Münster – Diese Geschichte macht fassungslos! Während Millionen Arbeitnehmer jeden Morgen pünktlich zum Dienst erscheinen, hat es sich eine Beamtin aus dem Ruhrgebiet so richtig gemütlich gemacht. Seit weit über einem Jahrzehnt hat die Frau kein Klassenzimmer mehr von innen gesehen, keine einzige Hausaufgabe korrigiert und keinen einzigen Elternabend moderiert. Die Pädagogin schickte stattdessen lieber einen gelben Schein nach dem anderen an ihren Dienstherrn. Das Beste daran: Das Land zahlte brav weiter, als wäre nichts gewesen. Ein unfassbarer Dauer-Urlaub auf Kosten der Steuerzahler, der jetzt endlich ein juristisches Nachspiel hat!
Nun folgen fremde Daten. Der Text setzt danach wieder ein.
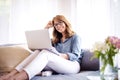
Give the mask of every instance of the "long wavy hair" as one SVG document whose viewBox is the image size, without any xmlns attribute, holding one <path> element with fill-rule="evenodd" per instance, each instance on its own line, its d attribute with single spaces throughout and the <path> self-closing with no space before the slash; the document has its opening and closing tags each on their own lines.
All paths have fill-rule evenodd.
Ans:
<svg viewBox="0 0 120 80">
<path fill-rule="evenodd" d="M 58 22 L 63 21 L 64 24 L 66 25 L 65 38 L 70 38 L 71 36 L 74 35 L 75 32 L 72 30 L 71 24 L 63 15 L 56 15 L 55 17 L 53 17 L 53 19 L 52 19 L 53 25 L 54 25 L 54 21 L 58 21 Z M 62 34 L 59 33 L 54 27 L 52 43 L 60 42 L 61 38 L 62 38 Z"/>
</svg>

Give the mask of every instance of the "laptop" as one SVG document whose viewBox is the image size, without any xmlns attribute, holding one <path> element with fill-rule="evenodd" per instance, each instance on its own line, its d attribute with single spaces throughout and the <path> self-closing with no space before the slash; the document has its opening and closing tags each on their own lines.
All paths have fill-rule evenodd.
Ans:
<svg viewBox="0 0 120 80">
<path fill-rule="evenodd" d="M 46 49 L 52 53 L 59 54 L 52 47 L 48 29 L 25 31 L 25 36 L 29 49 Z"/>
<path fill-rule="evenodd" d="M 28 48 L 44 49 L 51 48 L 51 40 L 47 29 L 25 31 Z"/>
</svg>

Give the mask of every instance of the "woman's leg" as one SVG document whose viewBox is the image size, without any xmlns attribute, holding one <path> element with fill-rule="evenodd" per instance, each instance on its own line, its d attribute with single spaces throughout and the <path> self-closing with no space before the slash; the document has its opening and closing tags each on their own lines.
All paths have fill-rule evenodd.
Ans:
<svg viewBox="0 0 120 80">
<path fill-rule="evenodd" d="M 27 66 L 39 53 L 39 50 L 35 50 L 31 53 L 25 60 L 23 60 L 15 69 L 22 71 L 25 66 Z"/>
<path fill-rule="evenodd" d="M 36 74 L 40 73 L 46 66 L 63 74 L 78 73 L 80 70 L 80 65 L 77 61 L 69 61 L 56 54 L 42 50 L 36 58 L 34 58 L 33 61 L 24 68 L 27 75 L 26 73 L 21 73 L 18 74 L 17 77 L 24 74 L 31 79 Z M 17 77 L 15 78 L 16 80 Z M 25 79 L 24 77 L 22 78 Z"/>
<path fill-rule="evenodd" d="M 52 70 L 61 74 L 74 74 L 80 71 L 80 64 L 77 61 L 66 60 L 61 57 L 49 57 L 47 64 Z"/>
</svg>

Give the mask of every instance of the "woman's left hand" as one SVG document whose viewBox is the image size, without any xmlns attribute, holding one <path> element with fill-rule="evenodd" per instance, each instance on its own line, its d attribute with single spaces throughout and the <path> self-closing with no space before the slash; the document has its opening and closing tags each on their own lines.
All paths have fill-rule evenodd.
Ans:
<svg viewBox="0 0 120 80">
<path fill-rule="evenodd" d="M 59 56 L 62 57 L 62 58 L 64 58 L 64 59 L 67 59 L 67 60 L 69 59 L 69 57 L 68 57 L 67 54 L 60 54 Z"/>
</svg>

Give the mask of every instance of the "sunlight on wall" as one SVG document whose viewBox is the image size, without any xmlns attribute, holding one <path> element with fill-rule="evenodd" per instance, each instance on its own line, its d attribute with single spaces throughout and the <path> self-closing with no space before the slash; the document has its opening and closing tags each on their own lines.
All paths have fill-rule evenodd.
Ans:
<svg viewBox="0 0 120 80">
<path fill-rule="evenodd" d="M 0 0 L 0 44 L 8 41 L 10 1 Z"/>
<path fill-rule="evenodd" d="M 1 38 L 4 42 L 24 43 L 26 30 L 43 29 L 57 14 L 63 14 L 70 21 L 82 39 L 82 48 L 91 48 L 95 41 L 103 41 L 109 35 L 120 35 L 120 0 L 8 1 L 11 2 L 6 10 L 10 11 L 5 18 L 9 18 L 8 23 L 4 21 L 5 25 L 3 22 L 0 24 L 4 26 L 0 27 L 0 34 L 6 37 L 4 40 Z M 2 33 L 4 31 L 6 34 Z"/>
<path fill-rule="evenodd" d="M 78 0 L 77 32 L 82 47 L 90 48 L 95 41 L 103 41 L 110 35 L 110 7 L 106 0 Z"/>
<path fill-rule="evenodd" d="M 63 6 L 63 3 L 68 5 Z M 48 21 L 57 14 L 63 14 L 70 19 L 71 8 L 70 0 L 54 0 L 54 2 L 50 0 L 12 0 L 10 43 L 24 42 L 24 31 L 43 29 Z"/>
<path fill-rule="evenodd" d="M 56 14 L 51 7 L 55 3 L 51 4 L 48 0 L 12 0 L 10 43 L 24 42 L 26 30 L 43 29 Z"/>
</svg>

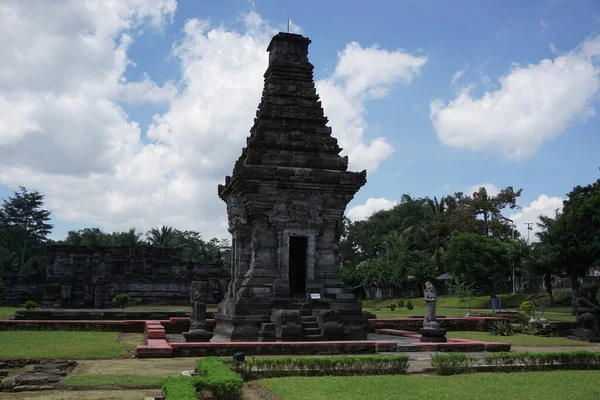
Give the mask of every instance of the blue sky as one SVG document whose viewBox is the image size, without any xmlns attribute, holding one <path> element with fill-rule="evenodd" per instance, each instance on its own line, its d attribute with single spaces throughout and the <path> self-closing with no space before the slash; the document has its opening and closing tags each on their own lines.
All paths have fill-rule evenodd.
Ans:
<svg viewBox="0 0 600 400">
<path fill-rule="evenodd" d="M 523 231 L 597 179 L 596 1 L 42 1 L 35 11 L 7 1 L 0 197 L 19 184 L 47 194 L 55 239 L 163 223 L 225 236 L 216 184 L 251 126 L 266 43 L 288 17 L 312 40 L 333 134 L 351 167 L 368 170 L 354 218 L 403 193 L 512 185 L 523 210 L 506 215 Z M 353 93 L 356 82 L 366 89 Z"/>
</svg>

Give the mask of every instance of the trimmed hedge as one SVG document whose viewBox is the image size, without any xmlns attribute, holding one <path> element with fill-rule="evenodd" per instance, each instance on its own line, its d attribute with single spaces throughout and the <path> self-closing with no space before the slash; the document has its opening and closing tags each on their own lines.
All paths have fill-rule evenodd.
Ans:
<svg viewBox="0 0 600 400">
<path fill-rule="evenodd" d="M 284 376 L 406 374 L 408 356 L 250 357 L 235 367 L 244 379 Z"/>
<path fill-rule="evenodd" d="M 172 376 L 162 387 L 167 400 L 197 400 L 196 386 L 200 379 L 196 376 Z"/>
<path fill-rule="evenodd" d="M 229 369 L 228 359 L 213 357 L 196 361 L 196 373 L 203 378 L 200 389 L 208 389 L 215 399 L 237 399 L 242 393 L 244 381 Z"/>
<path fill-rule="evenodd" d="M 229 360 L 206 357 L 196 362 L 198 376 L 168 378 L 163 385 L 166 400 L 197 400 L 198 390 L 209 390 L 213 399 L 239 399 L 244 381 L 227 365 Z"/>
<path fill-rule="evenodd" d="M 500 370 L 600 369 L 600 353 L 579 350 L 552 353 L 498 353 L 485 356 L 485 364 Z"/>
<path fill-rule="evenodd" d="M 548 371 L 548 370 L 598 370 L 600 353 L 569 351 L 552 353 L 497 353 L 484 358 L 470 358 L 465 354 L 436 354 L 431 365 L 438 375 L 465 374 L 478 366 L 482 370 L 498 372 Z M 478 368 L 479 369 L 479 368 Z"/>
<path fill-rule="evenodd" d="M 470 374 L 476 359 L 462 353 L 436 354 L 431 357 L 431 365 L 438 375 Z"/>
</svg>

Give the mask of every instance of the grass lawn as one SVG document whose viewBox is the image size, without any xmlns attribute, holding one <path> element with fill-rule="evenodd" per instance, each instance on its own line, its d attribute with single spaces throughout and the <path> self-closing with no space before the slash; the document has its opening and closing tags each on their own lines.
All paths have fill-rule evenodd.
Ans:
<svg viewBox="0 0 600 400">
<path fill-rule="evenodd" d="M 15 312 L 21 309 L 20 307 L 0 307 L 0 319 L 11 319 Z"/>
<path fill-rule="evenodd" d="M 143 335 L 134 335 L 141 339 Z M 6 331 L 0 332 L 0 359 L 114 358 L 134 349 L 139 340 L 122 343 L 116 332 Z M 127 335 L 131 339 L 131 335 Z M 119 343 L 121 342 L 121 343 Z"/>
<path fill-rule="evenodd" d="M 0 400 L 140 400 L 160 395 L 159 389 L 40 390 L 38 392 L 2 392 Z"/>
<path fill-rule="evenodd" d="M 495 336 L 489 332 L 454 331 L 446 334 L 450 338 L 483 340 L 510 343 L 516 346 L 585 346 L 595 343 L 579 342 L 561 337 L 542 337 L 515 333 L 512 336 Z M 598 375 L 600 378 L 600 375 Z"/>
<path fill-rule="evenodd" d="M 113 310 L 120 310 L 120 308 L 113 308 Z M 191 306 L 153 306 L 151 304 L 145 304 L 142 306 L 127 306 L 125 311 L 127 310 L 184 310 L 184 311 L 192 311 Z"/>
<path fill-rule="evenodd" d="M 160 388 L 167 377 L 145 376 L 136 374 L 71 374 L 65 379 L 63 386 L 69 388 Z"/>
<path fill-rule="evenodd" d="M 363 307 L 363 311 L 372 312 L 377 315 L 377 318 L 408 318 L 411 315 L 422 315 L 424 316 L 427 313 L 427 309 L 425 307 L 415 307 L 412 310 L 407 310 L 406 307 L 396 308 L 394 311 L 389 308 L 382 308 L 381 310 L 375 310 L 369 307 Z M 445 315 L 446 317 L 464 317 L 467 313 L 467 310 L 462 309 L 443 309 L 438 310 L 437 313 L 439 315 Z M 471 313 L 474 314 L 475 310 L 471 310 Z"/>
<path fill-rule="evenodd" d="M 283 400 L 597 399 L 598 371 L 264 379 Z"/>
</svg>

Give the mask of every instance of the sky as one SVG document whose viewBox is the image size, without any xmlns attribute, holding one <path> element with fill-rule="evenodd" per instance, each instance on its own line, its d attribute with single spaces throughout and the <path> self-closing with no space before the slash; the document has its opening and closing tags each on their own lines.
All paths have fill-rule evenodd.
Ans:
<svg viewBox="0 0 600 400">
<path fill-rule="evenodd" d="M 527 222 L 600 173 L 600 2 L 0 0 L 0 198 L 44 194 L 52 239 L 171 225 L 226 238 L 217 185 L 271 37 L 312 40 L 354 220 L 402 194 L 523 189 Z M 532 237 L 533 238 L 533 237 Z"/>
</svg>

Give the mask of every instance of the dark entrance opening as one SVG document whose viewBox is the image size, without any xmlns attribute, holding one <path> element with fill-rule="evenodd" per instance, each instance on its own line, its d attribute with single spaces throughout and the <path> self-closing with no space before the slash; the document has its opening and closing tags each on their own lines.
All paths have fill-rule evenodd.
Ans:
<svg viewBox="0 0 600 400">
<path fill-rule="evenodd" d="M 304 297 L 306 294 L 306 250 L 308 237 L 290 236 L 290 294 Z"/>
</svg>

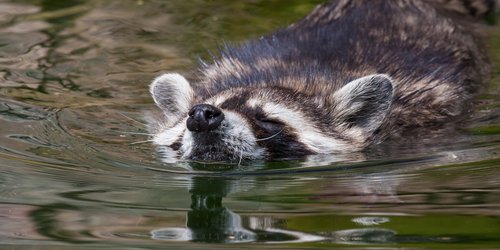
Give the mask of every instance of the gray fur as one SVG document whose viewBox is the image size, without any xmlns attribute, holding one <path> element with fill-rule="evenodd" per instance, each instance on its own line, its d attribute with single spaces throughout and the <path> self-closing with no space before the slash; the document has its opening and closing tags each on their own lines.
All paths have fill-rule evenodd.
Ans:
<svg viewBox="0 0 500 250">
<path fill-rule="evenodd" d="M 330 115 L 337 126 L 345 129 L 343 133 L 368 138 L 384 122 L 393 94 L 392 80 L 387 75 L 356 79 L 333 94 Z"/>
<path fill-rule="evenodd" d="M 167 121 L 181 118 L 193 104 L 193 89 L 179 74 L 163 74 L 157 77 L 151 83 L 149 90 Z"/>
<path fill-rule="evenodd" d="M 495 0 L 327 2 L 285 29 L 228 45 L 202 63 L 194 90 L 184 78 L 155 80 L 163 84 L 151 92 L 170 122 L 153 139 L 181 159 L 241 161 L 353 152 L 444 124 L 489 77 L 471 27 L 494 7 Z M 199 103 L 233 115 L 214 131 L 187 131 L 188 105 Z"/>
</svg>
Der Luxus-Lenz ist vorbei!
Die Frau wehrte sich mit Händen und Füßen gegen den Besuch beim Onkel Doktor vom Amt. Sie fand es sogar unverschämt, dass man nach so langer Zeit plötzlich an ihrer Dienstunfähigkeit zweifelt. Doch die Richter am Oberverwaltungsgericht zeigten kein Mitleid mit der dauer-kranken Studienrätin. In ihrem deutlichen Urteil stellten die Juristen klar, dass die Allgemeinheit einen Anspruch darauf hat, dass Beamte für ihr Geld auch wirklich arbeiten. Wer fit genug ist, muss gefälligst vor die Klasse treten und darf sich nicht auf dem dicken Gehaltsscheck ausruhen, während die Kollegen in den Schulen unter der Last der Arbeit fast zusammenbrechen.
Jetzt droht die bittere Renten-Klatsche
Für die Luxus-Lehrerin wird es jetzt ungemütlich in ihrem komfortablen Ruhestand. Der Amtsarzt wird sie nun ganz genau unter die Lupe nehmen, um zu prüfen, ob sie wirklich nicht mehr arbeiten kann oder ob sie einfach nur keine Lust auf Kreidestaub und Kindergeschrei hatte. Stellt sich heraus, dass sie dauerhaft dienstunfähig ist, rutscht sie in die Pension – und das bedeutet deutlich weniger Moos auf dem Konto! Zudem muss die Frau die saftigen Gerichtskosten aus eigener Tasche blechen. Ein teurer Preis für eine jahrelange Auszeit, die im deutschen Schulsystem ihresgleichen sucht.